Performance log - The performance log is generated only if you have enabled it on each Application Gateway instance, as detailed in the preceding steps. The data is stored in the storage account that you specified when you enabled the logging.

Firewall log - The firewall log is generated only if you have enabled it for each application gateway, as detailed in the preceding steps.
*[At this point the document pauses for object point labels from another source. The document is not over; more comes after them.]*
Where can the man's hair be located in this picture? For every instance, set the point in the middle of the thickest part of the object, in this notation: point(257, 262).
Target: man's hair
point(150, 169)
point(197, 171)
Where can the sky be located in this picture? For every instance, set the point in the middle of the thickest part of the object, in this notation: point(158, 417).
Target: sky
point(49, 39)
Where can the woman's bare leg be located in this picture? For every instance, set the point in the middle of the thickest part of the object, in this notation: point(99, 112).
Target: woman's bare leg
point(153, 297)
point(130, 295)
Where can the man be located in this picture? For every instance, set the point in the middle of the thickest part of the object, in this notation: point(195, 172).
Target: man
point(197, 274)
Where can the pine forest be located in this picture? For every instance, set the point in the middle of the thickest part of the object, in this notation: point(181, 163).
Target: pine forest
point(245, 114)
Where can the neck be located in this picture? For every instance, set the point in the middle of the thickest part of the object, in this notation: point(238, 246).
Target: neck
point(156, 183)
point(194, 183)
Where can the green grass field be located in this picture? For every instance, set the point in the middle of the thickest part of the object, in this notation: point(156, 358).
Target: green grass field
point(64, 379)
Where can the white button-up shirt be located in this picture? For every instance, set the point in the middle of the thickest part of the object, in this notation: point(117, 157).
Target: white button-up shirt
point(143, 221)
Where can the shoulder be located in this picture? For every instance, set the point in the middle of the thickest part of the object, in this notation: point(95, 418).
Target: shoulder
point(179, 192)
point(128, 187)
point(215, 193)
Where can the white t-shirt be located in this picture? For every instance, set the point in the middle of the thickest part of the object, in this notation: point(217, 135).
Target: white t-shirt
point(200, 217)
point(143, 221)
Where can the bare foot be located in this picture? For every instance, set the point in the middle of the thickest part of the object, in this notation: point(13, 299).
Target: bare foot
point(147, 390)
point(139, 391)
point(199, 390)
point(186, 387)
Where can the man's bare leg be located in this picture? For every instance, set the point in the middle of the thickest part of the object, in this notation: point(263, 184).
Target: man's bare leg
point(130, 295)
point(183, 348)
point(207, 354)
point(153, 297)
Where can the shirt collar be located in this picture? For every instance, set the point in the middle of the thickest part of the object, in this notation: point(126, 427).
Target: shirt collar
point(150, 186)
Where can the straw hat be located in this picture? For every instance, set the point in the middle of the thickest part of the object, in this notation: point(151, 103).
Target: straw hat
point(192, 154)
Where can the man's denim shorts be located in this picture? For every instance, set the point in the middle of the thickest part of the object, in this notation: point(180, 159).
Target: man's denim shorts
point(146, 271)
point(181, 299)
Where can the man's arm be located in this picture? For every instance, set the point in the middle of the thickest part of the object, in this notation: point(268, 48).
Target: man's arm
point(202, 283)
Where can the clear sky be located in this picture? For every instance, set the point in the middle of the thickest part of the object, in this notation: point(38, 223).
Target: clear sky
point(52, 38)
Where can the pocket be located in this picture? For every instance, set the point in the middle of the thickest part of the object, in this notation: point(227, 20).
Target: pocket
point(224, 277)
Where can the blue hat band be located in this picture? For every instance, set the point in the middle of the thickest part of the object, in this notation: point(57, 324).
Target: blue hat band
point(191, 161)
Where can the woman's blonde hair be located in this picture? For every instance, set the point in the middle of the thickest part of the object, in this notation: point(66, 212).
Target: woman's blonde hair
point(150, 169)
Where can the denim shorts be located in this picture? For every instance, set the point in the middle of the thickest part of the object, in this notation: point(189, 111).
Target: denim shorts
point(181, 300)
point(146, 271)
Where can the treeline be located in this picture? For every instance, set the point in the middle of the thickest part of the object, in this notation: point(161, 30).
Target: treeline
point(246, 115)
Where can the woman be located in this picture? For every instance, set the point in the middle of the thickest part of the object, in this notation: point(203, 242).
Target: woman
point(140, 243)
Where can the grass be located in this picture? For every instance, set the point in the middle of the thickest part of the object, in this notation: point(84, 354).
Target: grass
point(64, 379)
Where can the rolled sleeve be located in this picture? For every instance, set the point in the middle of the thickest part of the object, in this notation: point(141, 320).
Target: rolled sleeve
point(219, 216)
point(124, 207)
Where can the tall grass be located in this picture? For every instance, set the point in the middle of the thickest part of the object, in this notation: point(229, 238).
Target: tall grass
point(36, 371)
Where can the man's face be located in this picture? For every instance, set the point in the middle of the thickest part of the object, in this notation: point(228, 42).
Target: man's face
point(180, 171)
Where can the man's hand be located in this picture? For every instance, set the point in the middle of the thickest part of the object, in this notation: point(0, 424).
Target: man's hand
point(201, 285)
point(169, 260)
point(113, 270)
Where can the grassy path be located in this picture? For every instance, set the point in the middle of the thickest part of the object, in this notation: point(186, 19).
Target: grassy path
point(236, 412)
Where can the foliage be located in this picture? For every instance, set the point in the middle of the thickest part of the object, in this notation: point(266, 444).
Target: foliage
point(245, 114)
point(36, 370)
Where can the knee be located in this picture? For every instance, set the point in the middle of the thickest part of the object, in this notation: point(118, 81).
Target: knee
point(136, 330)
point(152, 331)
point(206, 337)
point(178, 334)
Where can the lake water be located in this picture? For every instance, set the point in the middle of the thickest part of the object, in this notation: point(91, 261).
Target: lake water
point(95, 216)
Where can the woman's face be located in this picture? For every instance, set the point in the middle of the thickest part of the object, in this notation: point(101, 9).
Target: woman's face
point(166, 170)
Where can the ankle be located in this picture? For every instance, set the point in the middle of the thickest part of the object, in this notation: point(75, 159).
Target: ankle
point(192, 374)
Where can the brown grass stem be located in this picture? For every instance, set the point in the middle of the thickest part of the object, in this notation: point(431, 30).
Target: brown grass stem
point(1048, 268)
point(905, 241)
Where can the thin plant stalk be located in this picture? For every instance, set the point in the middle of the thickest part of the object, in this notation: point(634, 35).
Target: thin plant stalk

This log also requires that the web application firewall is configured on an application gateway.

To start collecting data, select Turn on diagnostics.

Metrics supported by Application Gateway V2 SKU

Timing metrics - Application Gateway provides several built‑in timing metrics related to the request and response, which are all measured in milliseconds.

Backend connect time - Time spent establishing a connection with the backend application.

Backend first byte response time - Time interval between start of establishing a connection to backend server and receiving the first byte of the response header.

Backend last byte response time - Time interval between start of establishing a connection to backend server and receiving the last byte of the response body.

Application gateway total time - Average time that it takes for a request to be received, processed and its response to be sent.

Client RTT - Average round trip time between clients and Application Gateway.